I was attracted to Arrupe College by its mission to care for the whole student and the unique place it occupies between secondary education and a four-year institution. As a product of eight years of Jesuit education, I see great value in the role of professors, not only as experts in their field but also as mentors and advisors to young adults looking to improve themselves and the world around them. I also believe that junior colleges are an extremely important part of our education system in acting as a low-cost but high-impact gateway to a bachelor’s degree.
Talk a little about the classes you teach.
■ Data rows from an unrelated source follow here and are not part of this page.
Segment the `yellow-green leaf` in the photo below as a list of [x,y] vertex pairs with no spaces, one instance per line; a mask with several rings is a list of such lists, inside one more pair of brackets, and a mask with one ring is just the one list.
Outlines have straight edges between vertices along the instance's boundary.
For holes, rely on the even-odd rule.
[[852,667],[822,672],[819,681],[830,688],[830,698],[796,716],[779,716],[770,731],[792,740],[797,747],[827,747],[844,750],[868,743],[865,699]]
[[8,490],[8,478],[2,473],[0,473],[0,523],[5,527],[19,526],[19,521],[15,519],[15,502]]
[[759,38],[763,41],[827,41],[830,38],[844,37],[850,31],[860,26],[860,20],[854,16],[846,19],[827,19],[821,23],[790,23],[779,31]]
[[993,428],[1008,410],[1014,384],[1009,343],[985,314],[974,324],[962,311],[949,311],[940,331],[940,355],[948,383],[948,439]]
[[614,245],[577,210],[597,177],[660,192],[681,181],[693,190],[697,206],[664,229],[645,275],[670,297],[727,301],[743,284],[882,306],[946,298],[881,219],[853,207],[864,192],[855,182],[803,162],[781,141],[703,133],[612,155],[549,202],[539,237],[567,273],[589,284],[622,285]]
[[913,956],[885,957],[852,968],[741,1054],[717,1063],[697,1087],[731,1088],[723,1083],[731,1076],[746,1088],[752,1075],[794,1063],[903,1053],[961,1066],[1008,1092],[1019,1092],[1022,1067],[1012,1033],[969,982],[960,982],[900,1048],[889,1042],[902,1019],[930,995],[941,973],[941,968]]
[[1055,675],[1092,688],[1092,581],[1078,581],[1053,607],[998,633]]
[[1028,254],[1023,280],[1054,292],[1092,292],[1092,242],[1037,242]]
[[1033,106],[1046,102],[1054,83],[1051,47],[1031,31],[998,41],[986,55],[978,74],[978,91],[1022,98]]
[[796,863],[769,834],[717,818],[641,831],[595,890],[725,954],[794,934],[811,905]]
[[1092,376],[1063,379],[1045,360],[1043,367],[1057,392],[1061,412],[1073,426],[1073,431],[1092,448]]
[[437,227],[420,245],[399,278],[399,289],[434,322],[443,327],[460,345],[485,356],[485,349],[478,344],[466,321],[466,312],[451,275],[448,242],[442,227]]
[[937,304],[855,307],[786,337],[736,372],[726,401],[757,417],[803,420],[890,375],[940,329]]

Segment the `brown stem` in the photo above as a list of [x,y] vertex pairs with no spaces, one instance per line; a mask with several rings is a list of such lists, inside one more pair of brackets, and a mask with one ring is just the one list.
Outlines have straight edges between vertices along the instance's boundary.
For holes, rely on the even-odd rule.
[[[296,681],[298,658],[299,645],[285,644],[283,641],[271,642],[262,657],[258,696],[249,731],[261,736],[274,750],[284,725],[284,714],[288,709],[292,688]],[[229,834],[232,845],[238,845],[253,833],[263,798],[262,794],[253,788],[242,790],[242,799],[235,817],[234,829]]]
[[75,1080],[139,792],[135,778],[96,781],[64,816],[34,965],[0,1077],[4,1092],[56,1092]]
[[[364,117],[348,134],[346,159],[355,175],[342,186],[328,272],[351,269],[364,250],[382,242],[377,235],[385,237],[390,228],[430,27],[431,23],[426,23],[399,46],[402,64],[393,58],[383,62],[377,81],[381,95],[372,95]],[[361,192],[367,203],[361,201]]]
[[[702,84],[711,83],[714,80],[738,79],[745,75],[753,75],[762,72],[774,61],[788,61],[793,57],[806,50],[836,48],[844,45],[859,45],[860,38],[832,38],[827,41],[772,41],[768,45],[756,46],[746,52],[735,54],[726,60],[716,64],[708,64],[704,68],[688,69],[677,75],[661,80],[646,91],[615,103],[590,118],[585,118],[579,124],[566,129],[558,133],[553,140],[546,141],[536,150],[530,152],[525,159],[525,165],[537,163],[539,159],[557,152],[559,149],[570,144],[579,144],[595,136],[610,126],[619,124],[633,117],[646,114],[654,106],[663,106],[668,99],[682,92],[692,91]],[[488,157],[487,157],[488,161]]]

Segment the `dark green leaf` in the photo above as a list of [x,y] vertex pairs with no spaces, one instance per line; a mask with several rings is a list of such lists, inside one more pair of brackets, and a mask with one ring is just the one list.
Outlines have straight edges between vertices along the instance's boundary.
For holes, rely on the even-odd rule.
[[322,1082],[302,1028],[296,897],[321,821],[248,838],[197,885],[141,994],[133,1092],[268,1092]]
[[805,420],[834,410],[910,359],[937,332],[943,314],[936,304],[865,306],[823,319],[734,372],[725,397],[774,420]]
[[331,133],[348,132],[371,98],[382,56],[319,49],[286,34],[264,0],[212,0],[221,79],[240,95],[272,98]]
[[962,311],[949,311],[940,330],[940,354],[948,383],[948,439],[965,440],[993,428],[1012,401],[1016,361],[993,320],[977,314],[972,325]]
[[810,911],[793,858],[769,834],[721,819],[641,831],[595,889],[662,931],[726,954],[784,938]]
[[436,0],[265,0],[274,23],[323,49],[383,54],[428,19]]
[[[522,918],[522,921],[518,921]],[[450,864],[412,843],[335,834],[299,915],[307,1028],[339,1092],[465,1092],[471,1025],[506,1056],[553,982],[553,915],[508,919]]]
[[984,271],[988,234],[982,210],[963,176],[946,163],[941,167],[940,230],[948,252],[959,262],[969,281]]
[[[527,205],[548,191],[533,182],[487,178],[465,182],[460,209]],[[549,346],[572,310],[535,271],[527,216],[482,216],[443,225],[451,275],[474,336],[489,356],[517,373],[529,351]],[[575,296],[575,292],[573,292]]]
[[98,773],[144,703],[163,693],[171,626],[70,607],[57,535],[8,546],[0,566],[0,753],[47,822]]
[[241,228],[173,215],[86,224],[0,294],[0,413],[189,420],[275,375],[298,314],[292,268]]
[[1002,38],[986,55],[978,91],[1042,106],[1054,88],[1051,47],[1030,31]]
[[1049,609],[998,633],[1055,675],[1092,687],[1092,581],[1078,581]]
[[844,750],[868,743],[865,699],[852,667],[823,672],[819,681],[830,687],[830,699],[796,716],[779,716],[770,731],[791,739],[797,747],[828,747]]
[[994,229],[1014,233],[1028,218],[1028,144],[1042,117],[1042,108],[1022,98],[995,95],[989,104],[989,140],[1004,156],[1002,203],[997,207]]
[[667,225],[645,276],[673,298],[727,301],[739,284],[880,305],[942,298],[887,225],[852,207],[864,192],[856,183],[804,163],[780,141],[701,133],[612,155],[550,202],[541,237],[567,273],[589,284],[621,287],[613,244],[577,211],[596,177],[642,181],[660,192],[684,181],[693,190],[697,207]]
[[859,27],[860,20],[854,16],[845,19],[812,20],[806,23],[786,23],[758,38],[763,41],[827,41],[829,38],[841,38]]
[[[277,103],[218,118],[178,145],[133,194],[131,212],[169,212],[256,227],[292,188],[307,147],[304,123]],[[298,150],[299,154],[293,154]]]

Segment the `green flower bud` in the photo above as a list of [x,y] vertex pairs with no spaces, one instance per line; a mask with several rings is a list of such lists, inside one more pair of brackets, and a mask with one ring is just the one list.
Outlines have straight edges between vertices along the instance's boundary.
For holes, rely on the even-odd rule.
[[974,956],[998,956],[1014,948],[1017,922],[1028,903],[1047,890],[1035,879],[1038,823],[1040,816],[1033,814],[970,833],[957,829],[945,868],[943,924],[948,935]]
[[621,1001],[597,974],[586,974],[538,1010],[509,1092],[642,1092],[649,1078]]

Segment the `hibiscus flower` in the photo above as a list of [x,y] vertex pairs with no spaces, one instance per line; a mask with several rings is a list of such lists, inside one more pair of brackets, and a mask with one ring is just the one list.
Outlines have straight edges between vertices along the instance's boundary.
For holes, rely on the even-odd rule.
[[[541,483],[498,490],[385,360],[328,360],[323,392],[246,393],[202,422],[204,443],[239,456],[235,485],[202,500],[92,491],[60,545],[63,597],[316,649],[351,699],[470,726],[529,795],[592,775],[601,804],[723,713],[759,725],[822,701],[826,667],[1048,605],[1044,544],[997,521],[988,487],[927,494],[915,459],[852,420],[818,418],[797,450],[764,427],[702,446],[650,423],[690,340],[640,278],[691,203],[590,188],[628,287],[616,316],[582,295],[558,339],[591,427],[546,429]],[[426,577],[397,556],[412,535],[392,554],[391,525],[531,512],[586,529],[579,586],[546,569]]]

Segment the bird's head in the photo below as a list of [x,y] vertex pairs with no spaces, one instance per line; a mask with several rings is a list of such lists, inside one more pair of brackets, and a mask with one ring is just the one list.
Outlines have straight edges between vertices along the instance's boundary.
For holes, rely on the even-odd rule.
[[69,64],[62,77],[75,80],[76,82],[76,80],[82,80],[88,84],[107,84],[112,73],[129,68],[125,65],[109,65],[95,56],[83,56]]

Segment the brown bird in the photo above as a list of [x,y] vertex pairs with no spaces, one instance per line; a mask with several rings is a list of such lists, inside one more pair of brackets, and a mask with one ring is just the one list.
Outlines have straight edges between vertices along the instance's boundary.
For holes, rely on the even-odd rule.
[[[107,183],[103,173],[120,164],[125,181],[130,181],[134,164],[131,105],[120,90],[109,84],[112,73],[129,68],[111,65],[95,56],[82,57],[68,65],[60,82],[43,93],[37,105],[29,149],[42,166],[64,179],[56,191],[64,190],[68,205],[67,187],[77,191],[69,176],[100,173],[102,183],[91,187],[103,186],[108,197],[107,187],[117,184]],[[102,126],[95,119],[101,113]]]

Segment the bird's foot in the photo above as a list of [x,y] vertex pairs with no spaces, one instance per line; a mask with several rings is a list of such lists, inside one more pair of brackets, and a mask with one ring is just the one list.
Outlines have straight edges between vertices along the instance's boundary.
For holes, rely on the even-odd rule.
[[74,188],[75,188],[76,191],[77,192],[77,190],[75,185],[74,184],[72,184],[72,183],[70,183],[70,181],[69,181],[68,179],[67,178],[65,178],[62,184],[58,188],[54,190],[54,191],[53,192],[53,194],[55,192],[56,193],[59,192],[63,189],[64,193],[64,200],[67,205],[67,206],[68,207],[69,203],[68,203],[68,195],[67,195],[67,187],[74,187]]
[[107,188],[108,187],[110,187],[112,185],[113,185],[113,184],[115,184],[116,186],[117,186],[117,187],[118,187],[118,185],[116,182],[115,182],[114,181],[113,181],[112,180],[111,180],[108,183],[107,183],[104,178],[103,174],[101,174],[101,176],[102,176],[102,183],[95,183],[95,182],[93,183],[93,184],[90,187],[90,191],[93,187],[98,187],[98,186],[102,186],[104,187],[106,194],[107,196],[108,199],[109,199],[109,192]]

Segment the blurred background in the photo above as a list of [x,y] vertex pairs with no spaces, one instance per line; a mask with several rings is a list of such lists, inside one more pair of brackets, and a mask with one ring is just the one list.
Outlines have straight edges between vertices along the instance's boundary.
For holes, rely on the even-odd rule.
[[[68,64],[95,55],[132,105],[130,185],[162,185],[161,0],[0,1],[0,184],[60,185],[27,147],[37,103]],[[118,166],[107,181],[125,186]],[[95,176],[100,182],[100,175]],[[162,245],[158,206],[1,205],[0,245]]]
For me, the ‘what I’m teaching’ is less important than the ‘how I’m teaching it.’ In all of my classes, I am most focused on presenting inquiry-based problems that help students not just learn the math content but make sense of it. Although this approach must be reconciled with a need to cover a certain amount of content, it really helps students form a meaningful bond with the math they’re learning. I also place a lot of value in conversing with my students about the concepts they're learning and I frequently deflect questions directed at me towards other students in order to facilitate peer-to-peer math conversation. Finally, I often encourage students to initially attempt to solve problems in their head, as a way to build both confidence, mastery and fluency.
How did you get involved in teaching mathematics?
Upon graduating Georgetown, I joined Math for America, a program that, at the time, encouraged people with math backgrounds to enter the teaching profession and supported them to be lifelong professional educators. Before applying to join MfA, I wasn’t totally sure I wanted to teach, but between my mother’s successful career as a middle school math teacher and what I felt was a lack of math educators who valued an active learning environment, I knew that I could fill a need and have a wonderful time doing so. I’ve taught middle and high school math for the last five years in Hell’s Kitchen and Harlem in New York and it is equally rewarding and challenging every year.
What’s your favorite part about teaching? And the biggest challenge?
I love to watch students interact both with each other and with the math. It’s great to see students have their “a-ha” moments and it’s just as great to watch them struggle through a problem, only to reach out to their notes or one of their peers for assistance. I would be remiss if I didn’t mention that I also love the performance aspect when I am presenting new material to the front of the class. My biggest challenge is creating the aforementioned productive struggle during class. It takes an incredible amount of experience, thought and time to come up with a lesson, classwork and discussion questions that can allow every student in the class – no matter what their prior experience or level is – to interact meaningfully with the math content. After every class, I reflect on what went well and what I could have done better as a facilitator. There is always room to improve!